Una revisione tutta a favore degli europei degli accordi sulle stanze di compensazione finanziaria dei prodotti venduti sui mercati, in pratica dove si fanno i calcoli del dare- avere a fine giornata. E’ quanto scrive il Financial Times in prima pagina a proposito di un piano della Commissione Europea di riportare nello spazio comunitario un rigido controllo appunto “dell’euro clearing market” laddove se ne sentisse l’esigenza in alcune fasi critiche. La proposta dovrebbe essere per ora solo pubblicata, nell’ambito dei negoziati tra l’Ue e la Gran Bretagna, giovedì 4 maggio e lascia presagire che la battaglia tra Londra e Bruxelles sulla Brexit e sui suoi effetti finanziari sarà durissima, tra minacce, dossier e costi del divorzio (stimati intorno ai 60 miliardi di euro a carico degli inglesi).

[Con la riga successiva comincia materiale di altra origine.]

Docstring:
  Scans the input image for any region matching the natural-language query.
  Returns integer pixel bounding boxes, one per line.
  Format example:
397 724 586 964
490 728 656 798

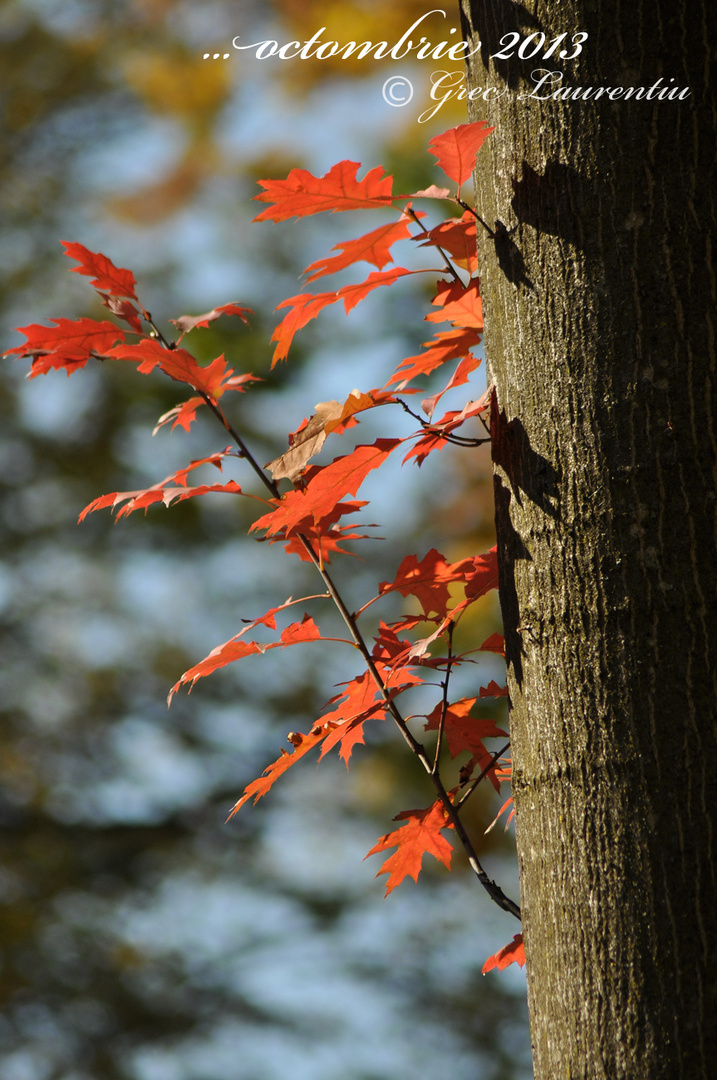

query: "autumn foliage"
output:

Il problema delle stanze di compensazione è poi nevralgico per la borsa di Londra. I tre quarti dei derivati denominati in euro nel mondo vengono scambiati nella City, per un controvalore nozionale di 850 miliardi al giorno. Una cifra immensa che permette grandissimi guadagni sulle commissioni: gli inglesi non ci rinunceranno mai, a costo di arrivare alle maniere forti. La prima candidata a scippare questa gallina dalle uova d’oro agli inglesi potrebbe essere la borsa di Francoforte, ma anche quella di Milano, se davvero i negoziatori europei andranno avanti nel loro intento che per ora sembra una provocazione. Tra l’altro Milano avrebbe dalla sua il fatto di essere comunque controllata dal London Stock Exchange. Il mercato delle compensazioni finanziarie è da tempo nel mirino dei francesi, che anch’essi vorrebbero trasferirlo nell’Eurozona. Di sicuro c’è che il clima non è buono. Jean Claude Juncher, il presidente della Commissione, avrebbe confidato tutte le sue perplessità sull’esito dei negoziati con l’Inghilterra, mentre la premier britannica, Theresa May, ha bocciato le linee guida della Ue appena varate dal Consiglio.

Che ci sarà da penare lo sanno bene anche in Italia. “Gli obblighi finanziari, di bilancio, sottoscritti dai britannici sino al 2023 rispetto all’Unione Europea, devono per forza, io credo, essere scaglionati negli anni, ma il punto non è tanto la modalità temporale del pagamento ma la cifra, la sua entità. Su questo, allo stato attuale vi sono chiare divergenze fra Regno Unito e Unione europe”, ha ammesso, parlando a Voci del Mattino su Radio1 Rai, Sandro Gozi, sottosegretario agli Affari europei. “Il negoziato deve ancora essere avviato ma quello si annuncia come uno dei punti più complessi di una trattativa che di per se’ è già molto complessa e che dovrebbe entrare nel vivo a metà giugno”. Tutto dovrà essere definito entro il 29 marzo del 2019 e dopo le imminenti elezioni britanniche dell’8 giugno prossimo. Poco meno di due anni, un tempo che appare lungo ma che potrebbe rivelarsi invece esiguo, vista la delicatezza della materia e le cifre appena descritte coinvolte nella trattativa.